Ok, now the clue is that something was wrong with Memcached.

We did a research about the combination of Memcached, JSON encode / decode and its syntax errors. Eventually, we discovered a GitHub issue which describes a bug in Memcached caused by trying to store JSON encoded string longer than 2000 chars! The same problem could also have been on our side because those sub arrays for each item are quite large. So we quickly checked the version of our Memcached and it was 3.0.0b1 which still contained this bug. Luckily this bug was already fixed in newer versions, so we updated Memcached to 3.0.2, and decoding finally worked.

Oh, the joy!

Now we had to confirm that JSON was indeed an improvement for the Memcached memory.

After we applied the update to our dev servers, it was indicating a solid improvement. For testing purposes, we ran the trivago Selenium test suite against master and our dev branch. Thanks to Kibana logging we had a good visibility on cache memory usage. The difference between master and our branch was ~50%.

Difference between master (green) and our dev branch (red)

*Difference between master (green) and our dev branch (red)*

That was not all. Besides watching cache usage logs, we also had to think about our website performance. To make sure new changes did not affect / improved other performance criteria, we did intensive testing with Blackfire.

Blackfire was not only checking network and overall trivago performance, but also helped us to spot the bug in Memcached. It explicitly warned us about an increase of SQL queries for the getAllItemData method per page load by ~20. There should have been only a few of them since the data were supposed to fallback on the database only if they weren’t found in the cache.

Thereafter we did more comparing with other dev branches to test the reliability of Blackfire and everything seemed to be legit.

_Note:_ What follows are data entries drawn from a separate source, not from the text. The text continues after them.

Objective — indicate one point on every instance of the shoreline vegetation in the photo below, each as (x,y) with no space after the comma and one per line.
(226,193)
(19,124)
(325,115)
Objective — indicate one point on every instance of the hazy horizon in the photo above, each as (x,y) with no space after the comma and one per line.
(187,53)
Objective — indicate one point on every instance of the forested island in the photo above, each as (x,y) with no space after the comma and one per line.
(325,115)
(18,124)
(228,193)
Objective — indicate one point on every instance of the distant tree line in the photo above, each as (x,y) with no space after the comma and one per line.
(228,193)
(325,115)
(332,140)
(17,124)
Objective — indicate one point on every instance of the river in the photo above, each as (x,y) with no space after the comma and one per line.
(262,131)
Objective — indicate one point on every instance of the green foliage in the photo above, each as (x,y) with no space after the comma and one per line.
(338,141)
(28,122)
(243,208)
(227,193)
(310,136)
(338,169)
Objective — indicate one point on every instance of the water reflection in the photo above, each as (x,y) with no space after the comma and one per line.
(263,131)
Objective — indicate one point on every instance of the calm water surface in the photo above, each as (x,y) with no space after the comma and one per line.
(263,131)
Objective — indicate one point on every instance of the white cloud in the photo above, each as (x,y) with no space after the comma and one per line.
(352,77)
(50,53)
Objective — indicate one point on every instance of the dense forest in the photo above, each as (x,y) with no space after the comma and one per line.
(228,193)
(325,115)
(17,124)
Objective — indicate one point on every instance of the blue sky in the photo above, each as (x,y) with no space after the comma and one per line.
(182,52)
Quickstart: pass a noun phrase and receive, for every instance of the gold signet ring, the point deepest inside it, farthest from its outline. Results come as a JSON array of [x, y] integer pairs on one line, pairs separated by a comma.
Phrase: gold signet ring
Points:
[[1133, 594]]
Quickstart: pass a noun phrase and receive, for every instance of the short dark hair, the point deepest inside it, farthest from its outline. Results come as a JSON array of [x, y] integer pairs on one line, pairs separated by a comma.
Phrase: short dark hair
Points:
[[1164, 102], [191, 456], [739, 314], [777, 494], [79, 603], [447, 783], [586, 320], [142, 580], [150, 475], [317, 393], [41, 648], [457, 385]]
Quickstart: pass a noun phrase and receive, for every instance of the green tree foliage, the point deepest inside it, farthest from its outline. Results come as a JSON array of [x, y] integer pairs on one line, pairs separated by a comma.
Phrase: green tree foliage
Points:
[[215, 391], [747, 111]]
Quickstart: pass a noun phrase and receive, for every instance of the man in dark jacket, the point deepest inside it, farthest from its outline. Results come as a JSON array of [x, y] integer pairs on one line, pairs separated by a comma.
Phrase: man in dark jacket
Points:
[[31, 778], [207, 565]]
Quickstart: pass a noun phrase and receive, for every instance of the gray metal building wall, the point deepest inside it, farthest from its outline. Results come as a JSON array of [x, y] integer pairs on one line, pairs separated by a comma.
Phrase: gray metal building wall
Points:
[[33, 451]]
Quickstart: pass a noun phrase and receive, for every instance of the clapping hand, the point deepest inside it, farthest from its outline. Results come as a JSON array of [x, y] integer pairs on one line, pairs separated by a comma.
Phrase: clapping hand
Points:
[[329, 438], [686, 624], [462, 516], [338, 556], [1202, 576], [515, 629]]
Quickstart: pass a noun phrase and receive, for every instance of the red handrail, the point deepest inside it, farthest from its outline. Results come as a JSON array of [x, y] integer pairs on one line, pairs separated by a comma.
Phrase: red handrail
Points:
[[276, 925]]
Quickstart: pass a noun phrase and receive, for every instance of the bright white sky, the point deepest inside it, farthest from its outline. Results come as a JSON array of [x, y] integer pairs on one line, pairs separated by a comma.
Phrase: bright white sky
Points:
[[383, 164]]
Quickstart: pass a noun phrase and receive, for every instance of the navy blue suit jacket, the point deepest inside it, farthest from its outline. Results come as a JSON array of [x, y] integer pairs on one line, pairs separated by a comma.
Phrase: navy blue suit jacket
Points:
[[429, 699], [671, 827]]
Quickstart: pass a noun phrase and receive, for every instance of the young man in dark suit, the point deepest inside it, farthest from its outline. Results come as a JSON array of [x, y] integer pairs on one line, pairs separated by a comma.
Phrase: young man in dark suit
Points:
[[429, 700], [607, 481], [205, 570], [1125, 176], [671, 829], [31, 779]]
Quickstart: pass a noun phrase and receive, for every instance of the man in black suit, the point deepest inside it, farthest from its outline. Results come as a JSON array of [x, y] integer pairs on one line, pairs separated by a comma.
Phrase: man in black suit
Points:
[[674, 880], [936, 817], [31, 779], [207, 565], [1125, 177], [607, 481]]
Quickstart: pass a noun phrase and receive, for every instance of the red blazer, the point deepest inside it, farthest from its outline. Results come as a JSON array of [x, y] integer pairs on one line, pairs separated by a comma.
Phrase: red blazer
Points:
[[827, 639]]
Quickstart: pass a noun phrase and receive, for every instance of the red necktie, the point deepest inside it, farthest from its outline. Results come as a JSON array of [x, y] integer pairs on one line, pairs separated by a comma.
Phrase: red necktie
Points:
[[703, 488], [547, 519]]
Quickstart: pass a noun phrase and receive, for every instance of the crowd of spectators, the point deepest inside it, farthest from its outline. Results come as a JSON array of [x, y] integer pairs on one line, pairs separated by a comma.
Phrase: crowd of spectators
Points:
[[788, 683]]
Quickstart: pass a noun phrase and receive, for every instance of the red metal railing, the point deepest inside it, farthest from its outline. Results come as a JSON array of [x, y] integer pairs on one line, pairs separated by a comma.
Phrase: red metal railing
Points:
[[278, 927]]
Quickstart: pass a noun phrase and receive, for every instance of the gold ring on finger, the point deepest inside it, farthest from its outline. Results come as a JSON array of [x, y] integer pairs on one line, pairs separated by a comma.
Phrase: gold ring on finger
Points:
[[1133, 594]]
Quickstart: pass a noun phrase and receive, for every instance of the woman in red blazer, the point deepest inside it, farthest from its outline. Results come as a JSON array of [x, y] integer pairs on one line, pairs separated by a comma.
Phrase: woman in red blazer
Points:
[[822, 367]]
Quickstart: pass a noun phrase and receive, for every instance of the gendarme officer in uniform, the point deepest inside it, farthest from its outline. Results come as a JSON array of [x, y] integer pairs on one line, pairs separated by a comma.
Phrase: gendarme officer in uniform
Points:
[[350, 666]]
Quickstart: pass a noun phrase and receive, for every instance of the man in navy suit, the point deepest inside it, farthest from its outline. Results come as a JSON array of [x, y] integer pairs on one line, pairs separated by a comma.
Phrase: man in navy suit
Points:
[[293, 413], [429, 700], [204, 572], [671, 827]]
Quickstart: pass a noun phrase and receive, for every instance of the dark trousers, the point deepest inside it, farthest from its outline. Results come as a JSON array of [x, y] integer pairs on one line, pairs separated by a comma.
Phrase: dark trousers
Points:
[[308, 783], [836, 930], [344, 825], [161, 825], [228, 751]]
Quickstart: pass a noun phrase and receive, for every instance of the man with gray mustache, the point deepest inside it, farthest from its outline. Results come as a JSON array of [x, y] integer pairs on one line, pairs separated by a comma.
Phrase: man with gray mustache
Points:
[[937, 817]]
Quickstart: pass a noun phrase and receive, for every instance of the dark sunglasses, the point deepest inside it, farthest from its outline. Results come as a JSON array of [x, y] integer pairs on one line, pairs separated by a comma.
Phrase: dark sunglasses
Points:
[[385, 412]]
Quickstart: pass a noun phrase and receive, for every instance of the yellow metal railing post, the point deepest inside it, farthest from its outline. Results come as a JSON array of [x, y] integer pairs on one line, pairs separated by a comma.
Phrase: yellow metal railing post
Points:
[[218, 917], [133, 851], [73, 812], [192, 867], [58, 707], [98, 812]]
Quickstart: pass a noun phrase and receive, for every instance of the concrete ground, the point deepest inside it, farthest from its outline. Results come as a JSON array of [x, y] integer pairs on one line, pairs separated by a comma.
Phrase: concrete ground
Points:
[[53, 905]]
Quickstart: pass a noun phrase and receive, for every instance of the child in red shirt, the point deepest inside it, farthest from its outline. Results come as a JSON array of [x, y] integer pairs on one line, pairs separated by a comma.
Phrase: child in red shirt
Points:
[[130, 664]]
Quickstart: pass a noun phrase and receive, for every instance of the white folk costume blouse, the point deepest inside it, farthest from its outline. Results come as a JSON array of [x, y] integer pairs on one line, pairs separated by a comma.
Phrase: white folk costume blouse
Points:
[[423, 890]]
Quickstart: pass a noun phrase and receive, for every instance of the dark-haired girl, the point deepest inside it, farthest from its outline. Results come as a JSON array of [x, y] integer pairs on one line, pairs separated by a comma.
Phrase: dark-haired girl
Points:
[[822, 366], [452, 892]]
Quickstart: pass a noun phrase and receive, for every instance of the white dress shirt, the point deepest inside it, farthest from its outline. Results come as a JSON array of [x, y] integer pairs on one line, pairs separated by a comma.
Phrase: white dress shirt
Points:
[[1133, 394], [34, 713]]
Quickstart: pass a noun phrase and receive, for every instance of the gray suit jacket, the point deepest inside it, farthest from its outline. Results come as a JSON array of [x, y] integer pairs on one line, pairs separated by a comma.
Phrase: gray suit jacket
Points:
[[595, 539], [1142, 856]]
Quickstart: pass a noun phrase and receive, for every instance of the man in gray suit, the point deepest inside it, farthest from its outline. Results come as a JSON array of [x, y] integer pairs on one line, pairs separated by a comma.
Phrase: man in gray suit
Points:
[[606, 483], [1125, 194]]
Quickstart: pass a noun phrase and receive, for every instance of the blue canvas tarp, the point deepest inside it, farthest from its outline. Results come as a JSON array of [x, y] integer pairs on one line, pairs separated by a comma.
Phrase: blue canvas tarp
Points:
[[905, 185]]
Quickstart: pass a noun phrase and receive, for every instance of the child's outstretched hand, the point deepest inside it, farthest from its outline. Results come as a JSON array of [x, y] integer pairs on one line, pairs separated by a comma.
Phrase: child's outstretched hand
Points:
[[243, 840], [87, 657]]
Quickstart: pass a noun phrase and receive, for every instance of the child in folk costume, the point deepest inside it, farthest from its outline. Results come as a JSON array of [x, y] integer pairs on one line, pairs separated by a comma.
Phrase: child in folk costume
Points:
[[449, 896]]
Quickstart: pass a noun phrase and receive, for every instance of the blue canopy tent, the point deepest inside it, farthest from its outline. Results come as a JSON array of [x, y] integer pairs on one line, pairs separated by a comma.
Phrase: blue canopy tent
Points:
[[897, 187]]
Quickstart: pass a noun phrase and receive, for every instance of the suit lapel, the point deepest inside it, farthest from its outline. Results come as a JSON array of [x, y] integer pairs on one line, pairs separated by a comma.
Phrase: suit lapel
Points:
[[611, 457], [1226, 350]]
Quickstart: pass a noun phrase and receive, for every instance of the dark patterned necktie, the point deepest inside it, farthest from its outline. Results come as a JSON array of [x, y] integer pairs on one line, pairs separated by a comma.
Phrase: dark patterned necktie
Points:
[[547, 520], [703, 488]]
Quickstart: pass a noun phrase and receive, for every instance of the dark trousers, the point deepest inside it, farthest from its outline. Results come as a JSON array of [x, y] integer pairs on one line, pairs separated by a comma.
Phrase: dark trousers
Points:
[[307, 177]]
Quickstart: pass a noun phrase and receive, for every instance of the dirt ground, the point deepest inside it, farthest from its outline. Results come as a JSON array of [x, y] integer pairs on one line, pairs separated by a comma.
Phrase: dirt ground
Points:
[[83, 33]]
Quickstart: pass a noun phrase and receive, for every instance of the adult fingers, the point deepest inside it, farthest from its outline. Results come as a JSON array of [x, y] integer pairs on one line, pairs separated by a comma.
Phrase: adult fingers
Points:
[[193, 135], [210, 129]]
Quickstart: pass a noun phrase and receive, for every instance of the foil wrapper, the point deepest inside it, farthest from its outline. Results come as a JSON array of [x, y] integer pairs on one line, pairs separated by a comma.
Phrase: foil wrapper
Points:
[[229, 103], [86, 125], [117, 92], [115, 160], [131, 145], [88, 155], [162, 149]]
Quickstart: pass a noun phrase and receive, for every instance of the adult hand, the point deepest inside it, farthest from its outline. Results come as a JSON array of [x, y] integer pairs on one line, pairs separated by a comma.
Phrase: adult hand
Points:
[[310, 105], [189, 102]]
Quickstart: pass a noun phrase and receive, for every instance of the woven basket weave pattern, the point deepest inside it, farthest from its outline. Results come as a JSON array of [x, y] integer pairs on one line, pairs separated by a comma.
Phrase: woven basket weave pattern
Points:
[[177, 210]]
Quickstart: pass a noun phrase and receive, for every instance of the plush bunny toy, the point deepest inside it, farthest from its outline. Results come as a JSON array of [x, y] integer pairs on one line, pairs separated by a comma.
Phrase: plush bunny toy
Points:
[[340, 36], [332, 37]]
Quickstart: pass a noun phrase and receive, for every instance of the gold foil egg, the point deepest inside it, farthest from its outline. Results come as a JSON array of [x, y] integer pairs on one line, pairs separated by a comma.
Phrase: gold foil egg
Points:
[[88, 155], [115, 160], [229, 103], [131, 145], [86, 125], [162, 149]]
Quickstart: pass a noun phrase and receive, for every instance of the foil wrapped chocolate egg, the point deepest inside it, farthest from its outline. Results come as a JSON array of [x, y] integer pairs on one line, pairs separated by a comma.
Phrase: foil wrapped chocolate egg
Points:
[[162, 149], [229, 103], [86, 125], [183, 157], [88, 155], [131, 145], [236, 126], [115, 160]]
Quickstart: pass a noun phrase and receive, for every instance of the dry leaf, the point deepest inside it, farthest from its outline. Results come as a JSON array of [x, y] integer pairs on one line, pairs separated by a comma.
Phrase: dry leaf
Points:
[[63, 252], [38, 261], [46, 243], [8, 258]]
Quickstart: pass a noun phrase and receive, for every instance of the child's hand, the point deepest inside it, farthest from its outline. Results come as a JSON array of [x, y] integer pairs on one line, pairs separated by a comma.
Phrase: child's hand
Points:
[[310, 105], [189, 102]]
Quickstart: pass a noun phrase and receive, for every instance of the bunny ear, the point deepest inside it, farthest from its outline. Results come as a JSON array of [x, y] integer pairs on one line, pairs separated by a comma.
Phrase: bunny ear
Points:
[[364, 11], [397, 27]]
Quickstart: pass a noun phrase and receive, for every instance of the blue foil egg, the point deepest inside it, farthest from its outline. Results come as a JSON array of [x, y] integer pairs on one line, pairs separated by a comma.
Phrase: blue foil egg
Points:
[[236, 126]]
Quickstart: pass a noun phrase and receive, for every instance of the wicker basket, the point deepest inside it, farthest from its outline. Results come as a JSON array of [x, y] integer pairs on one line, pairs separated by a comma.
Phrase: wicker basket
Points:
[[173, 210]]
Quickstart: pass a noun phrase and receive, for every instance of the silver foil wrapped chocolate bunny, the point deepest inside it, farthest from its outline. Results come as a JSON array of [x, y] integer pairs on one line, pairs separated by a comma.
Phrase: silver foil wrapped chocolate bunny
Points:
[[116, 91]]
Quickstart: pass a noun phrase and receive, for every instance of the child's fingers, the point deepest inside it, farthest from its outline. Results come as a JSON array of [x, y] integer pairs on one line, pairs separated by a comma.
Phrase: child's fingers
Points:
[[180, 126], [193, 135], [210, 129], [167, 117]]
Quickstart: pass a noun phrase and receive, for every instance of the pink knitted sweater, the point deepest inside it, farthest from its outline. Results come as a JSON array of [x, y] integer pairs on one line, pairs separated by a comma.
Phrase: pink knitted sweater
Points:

Difference between master and our dev branch in Blackfire

The improvements were looking promising, hence we wanted to move on and merge our branch to master. Nevertheless the change was very delicate since the getAllItemData method is implemented in one of our core repositories which is being used across almost all PHP applications at trivago. Therefore we had to make sure first to update Memcached on every server with a running PHP. This took some time, but eventually after about one month since the first server was upgraded, we successfully deployed a new version of Memcached everywhere. At that moment we could finally go ahead with merging and deploying our code base.

A couple of hours after deployment we saw a huge drop in memory usage and it was just beautiful!

Memcached execution time (observe the blue line)

Average cache size per time

Now the same method is consuming ~5MB, which is quite an improvement comparing to the previous size of ~10MB.

Average cache size per method

As per the screenshot above, you can clearly see the next candidates for optimization like getAvailablePaths with ~9MB and getAllItems4PriceSearch with ~4MB of memory used. We will tackle them in the near future to make sure trivago is fully prepared for the next year’s summer traffic.

We would like to give special thanks to Jakub Sacha, Luca Pizzamiglio, Xoan Vilas and Heiko Hilbert for supporting us in finishing this project.